Les chrétiens adoptèrent volontiers les basiliques romaines pour en faire leurs principales églises en raison de leurs vastes dimensions permettant de réunir de grandes assemblées de fidèles. De plus, l'usage qu'on avait fait avant eux de ces monuments ne leur était pas odieux, comme celui des temples qui avaient servi au paganisme et qu'ils s'employaient à détruire avec celui-ci. Les premières basiliques chrétiennes et les plus célèbres furent celles de Saint-Laurent, Sainte-Agnès, Saint-Paul, hors des murs de Rome. Elles furent imitées ensuite par celles plus somptueuses de Sainte-Marie Majeure et de Saint-Jean de Latran.
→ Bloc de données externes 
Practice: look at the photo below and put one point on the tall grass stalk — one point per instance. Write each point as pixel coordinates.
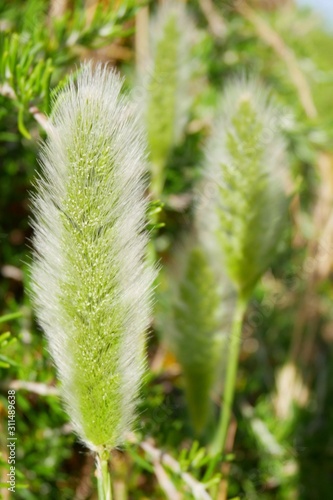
(246, 162)
(91, 278)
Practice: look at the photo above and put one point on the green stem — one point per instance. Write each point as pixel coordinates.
(218, 443)
(104, 477)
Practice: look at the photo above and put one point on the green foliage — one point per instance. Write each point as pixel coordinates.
(25, 75)
(50, 461)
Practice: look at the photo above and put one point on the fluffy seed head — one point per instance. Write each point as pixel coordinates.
(167, 84)
(245, 160)
(91, 280)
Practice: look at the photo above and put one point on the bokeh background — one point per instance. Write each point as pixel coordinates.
(281, 440)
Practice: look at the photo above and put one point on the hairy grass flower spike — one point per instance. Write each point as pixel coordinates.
(167, 96)
(91, 279)
(246, 160)
(202, 301)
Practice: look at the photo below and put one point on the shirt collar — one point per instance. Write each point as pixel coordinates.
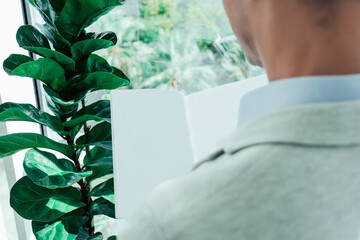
(297, 91)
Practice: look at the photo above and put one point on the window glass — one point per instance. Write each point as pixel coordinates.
(175, 44)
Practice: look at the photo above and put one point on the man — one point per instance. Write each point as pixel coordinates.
(291, 171)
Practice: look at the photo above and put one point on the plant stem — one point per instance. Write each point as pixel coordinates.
(84, 186)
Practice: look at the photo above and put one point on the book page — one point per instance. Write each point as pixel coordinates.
(213, 113)
(151, 143)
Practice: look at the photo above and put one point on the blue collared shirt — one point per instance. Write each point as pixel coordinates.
(300, 90)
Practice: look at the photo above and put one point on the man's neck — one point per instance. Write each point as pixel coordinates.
(295, 49)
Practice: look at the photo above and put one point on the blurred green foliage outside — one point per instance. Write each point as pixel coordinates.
(176, 44)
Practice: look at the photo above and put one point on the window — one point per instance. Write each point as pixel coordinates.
(175, 44)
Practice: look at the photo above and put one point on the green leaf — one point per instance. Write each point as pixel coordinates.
(97, 236)
(45, 170)
(102, 206)
(14, 61)
(74, 132)
(12, 143)
(98, 111)
(66, 62)
(41, 204)
(57, 5)
(65, 229)
(27, 112)
(46, 10)
(96, 63)
(105, 188)
(59, 43)
(96, 81)
(117, 72)
(99, 172)
(79, 14)
(99, 135)
(58, 105)
(98, 157)
(29, 36)
(46, 70)
(84, 235)
(111, 36)
(86, 47)
(110, 198)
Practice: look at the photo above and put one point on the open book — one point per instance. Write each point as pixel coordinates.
(160, 134)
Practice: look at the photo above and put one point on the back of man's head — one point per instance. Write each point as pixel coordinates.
(298, 37)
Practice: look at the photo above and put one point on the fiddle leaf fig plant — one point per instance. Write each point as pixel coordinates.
(58, 192)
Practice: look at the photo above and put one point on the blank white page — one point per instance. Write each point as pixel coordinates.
(213, 113)
(151, 143)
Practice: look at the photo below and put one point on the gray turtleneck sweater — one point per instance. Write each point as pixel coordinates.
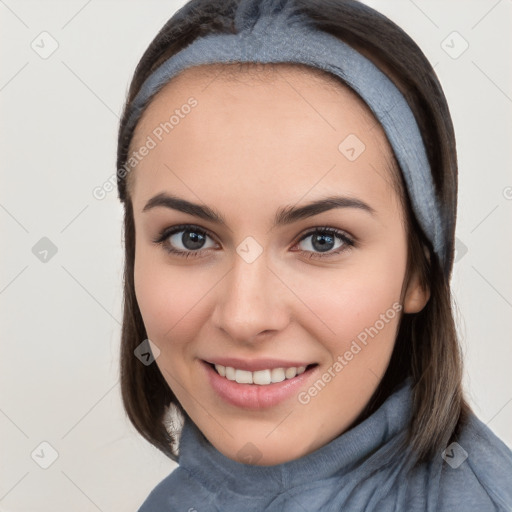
(360, 470)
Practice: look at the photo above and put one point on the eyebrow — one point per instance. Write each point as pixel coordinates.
(284, 216)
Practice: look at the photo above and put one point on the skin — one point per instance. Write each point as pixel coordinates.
(251, 146)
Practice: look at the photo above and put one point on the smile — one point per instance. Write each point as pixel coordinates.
(260, 377)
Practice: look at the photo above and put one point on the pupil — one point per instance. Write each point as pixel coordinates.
(320, 244)
(192, 240)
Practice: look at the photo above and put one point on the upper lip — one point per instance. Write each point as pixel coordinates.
(256, 364)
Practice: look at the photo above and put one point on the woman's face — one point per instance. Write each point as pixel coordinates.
(261, 289)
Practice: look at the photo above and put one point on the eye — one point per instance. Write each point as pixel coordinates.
(324, 240)
(190, 238)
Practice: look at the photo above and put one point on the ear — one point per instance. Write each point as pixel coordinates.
(416, 296)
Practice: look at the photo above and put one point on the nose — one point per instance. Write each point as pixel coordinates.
(252, 301)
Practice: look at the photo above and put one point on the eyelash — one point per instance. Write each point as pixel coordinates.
(167, 232)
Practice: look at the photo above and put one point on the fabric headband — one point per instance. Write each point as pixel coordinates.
(275, 34)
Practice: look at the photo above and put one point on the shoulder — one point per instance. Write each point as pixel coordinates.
(175, 490)
(476, 473)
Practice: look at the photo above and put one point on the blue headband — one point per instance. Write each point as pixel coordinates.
(267, 32)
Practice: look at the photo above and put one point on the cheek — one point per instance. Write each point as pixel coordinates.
(168, 298)
(347, 302)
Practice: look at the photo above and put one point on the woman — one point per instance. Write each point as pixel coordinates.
(289, 177)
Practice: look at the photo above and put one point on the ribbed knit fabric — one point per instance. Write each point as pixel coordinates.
(360, 470)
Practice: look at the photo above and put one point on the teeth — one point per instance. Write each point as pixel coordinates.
(260, 377)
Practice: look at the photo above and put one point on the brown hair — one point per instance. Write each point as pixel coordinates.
(427, 347)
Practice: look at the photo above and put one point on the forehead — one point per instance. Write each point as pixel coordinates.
(254, 124)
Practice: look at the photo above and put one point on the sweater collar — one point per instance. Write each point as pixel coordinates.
(367, 443)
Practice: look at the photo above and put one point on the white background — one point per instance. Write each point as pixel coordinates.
(59, 376)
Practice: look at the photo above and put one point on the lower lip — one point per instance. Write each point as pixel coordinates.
(254, 396)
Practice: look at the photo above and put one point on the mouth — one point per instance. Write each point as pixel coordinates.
(264, 377)
(254, 396)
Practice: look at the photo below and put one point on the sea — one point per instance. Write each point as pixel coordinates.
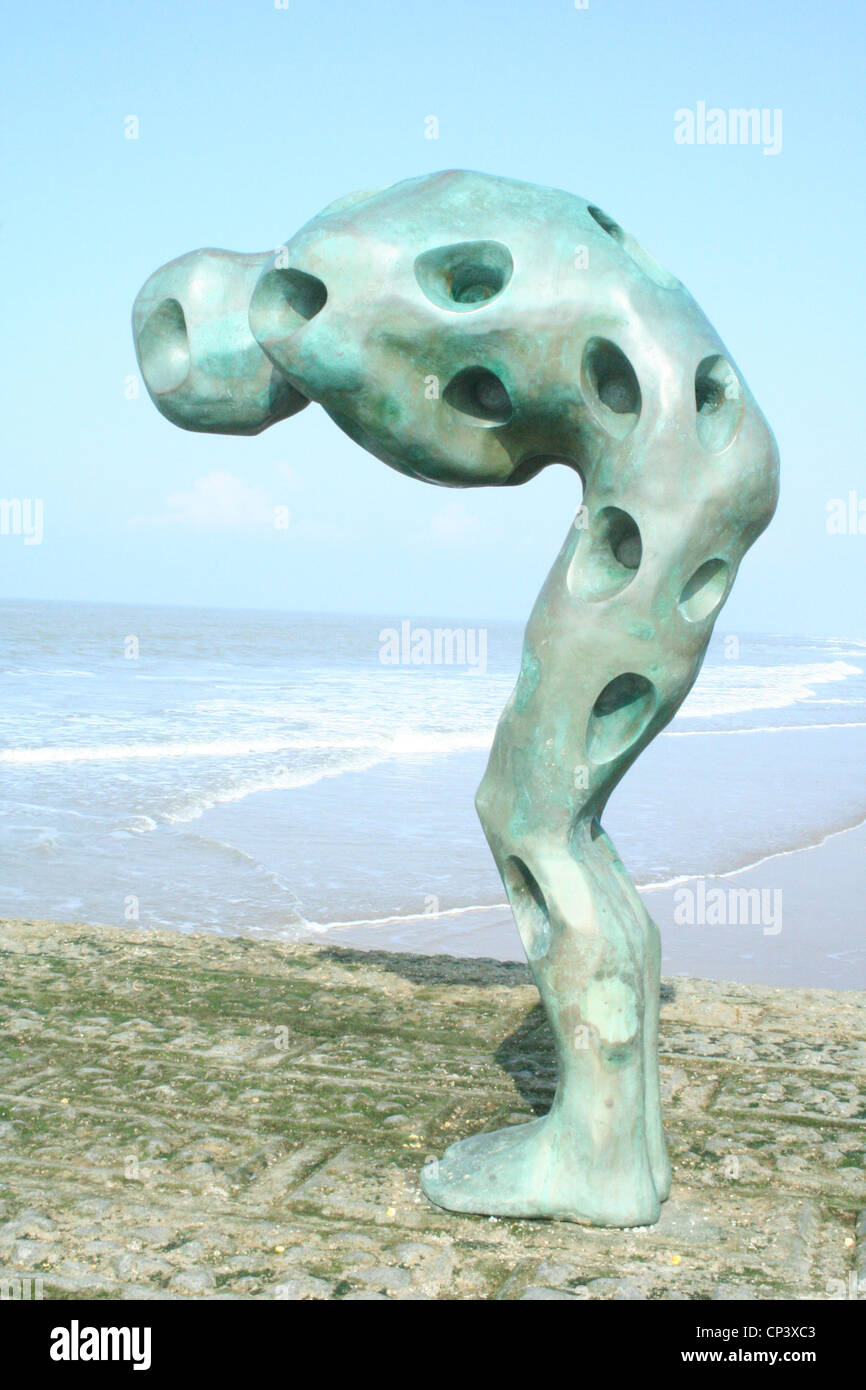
(277, 774)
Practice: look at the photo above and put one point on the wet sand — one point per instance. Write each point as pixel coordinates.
(804, 923)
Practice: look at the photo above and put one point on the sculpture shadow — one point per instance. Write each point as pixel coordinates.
(527, 1054)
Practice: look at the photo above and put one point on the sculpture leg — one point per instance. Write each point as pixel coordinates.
(590, 950)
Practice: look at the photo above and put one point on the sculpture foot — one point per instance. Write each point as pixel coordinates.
(531, 1171)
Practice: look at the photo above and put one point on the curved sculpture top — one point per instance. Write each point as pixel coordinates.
(469, 330)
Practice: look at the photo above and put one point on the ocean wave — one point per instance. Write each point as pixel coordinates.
(403, 744)
(733, 690)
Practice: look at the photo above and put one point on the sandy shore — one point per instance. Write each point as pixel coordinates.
(192, 1116)
(805, 922)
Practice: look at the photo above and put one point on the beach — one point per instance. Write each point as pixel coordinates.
(302, 777)
(812, 898)
(202, 1116)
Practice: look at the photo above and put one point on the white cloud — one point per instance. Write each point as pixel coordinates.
(221, 499)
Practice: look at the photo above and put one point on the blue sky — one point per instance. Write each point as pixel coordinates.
(255, 117)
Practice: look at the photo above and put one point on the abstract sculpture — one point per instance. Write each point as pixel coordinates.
(470, 330)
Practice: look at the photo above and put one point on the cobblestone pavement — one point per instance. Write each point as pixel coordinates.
(193, 1116)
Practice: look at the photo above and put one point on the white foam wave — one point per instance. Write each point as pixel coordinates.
(403, 744)
(727, 688)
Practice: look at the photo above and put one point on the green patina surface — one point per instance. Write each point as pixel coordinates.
(469, 331)
(192, 1116)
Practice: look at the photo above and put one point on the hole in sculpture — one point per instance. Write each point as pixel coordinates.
(610, 378)
(477, 394)
(619, 716)
(284, 300)
(642, 259)
(464, 275)
(719, 403)
(608, 560)
(530, 908)
(164, 348)
(705, 591)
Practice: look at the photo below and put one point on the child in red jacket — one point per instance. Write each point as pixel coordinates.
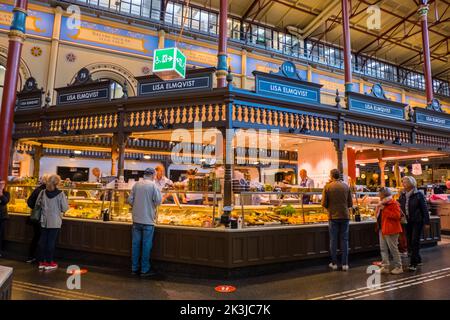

La basilique chrétienne continua ainsi celle des Romains. À Rome, les églises dénommées basiliques restent toujours ouvertes, alors que les autres églises sont fermées à certaines heures.

Au moyen âge, on appela aussi basiliques des chapelles consacrées aux martyrs, des oratoires privés et des édicules élevés sur les tombeaux des grands.

On continue aujourd'hui à donner le nom de basiliques à de très grandes églises, et aussi, par une substitution pompeuse des termes, à des églises qui ne sont très grandes ni par leurs dimensions ni par leur beauté.

Palladio appela basiliques des constructions de la Renaissance ayant une destination semblable à celle des basiliques romaines. Le terme fut ensuite réservé de plus en plus à des édifices du culte et on donna les noms de palais de justice, hôtels de ville, bourses, etc..., aux monuments où se rendait la justice, où se traitaient les affaires publiques et celles de la banque et du commerce. 

― Edouard ROTHEN.

Bibliographie : Dictionnaire National ou dictionnaire universel de la langue française, par Bescherelle aîné (Paris, 1856). ― Dictionnaire de l'Académie des Beaux-Arts (Paris, 1868). ― Dictionnaire des antiquités grecques et romaines, par Daremberg et Saglio (Paris 1877).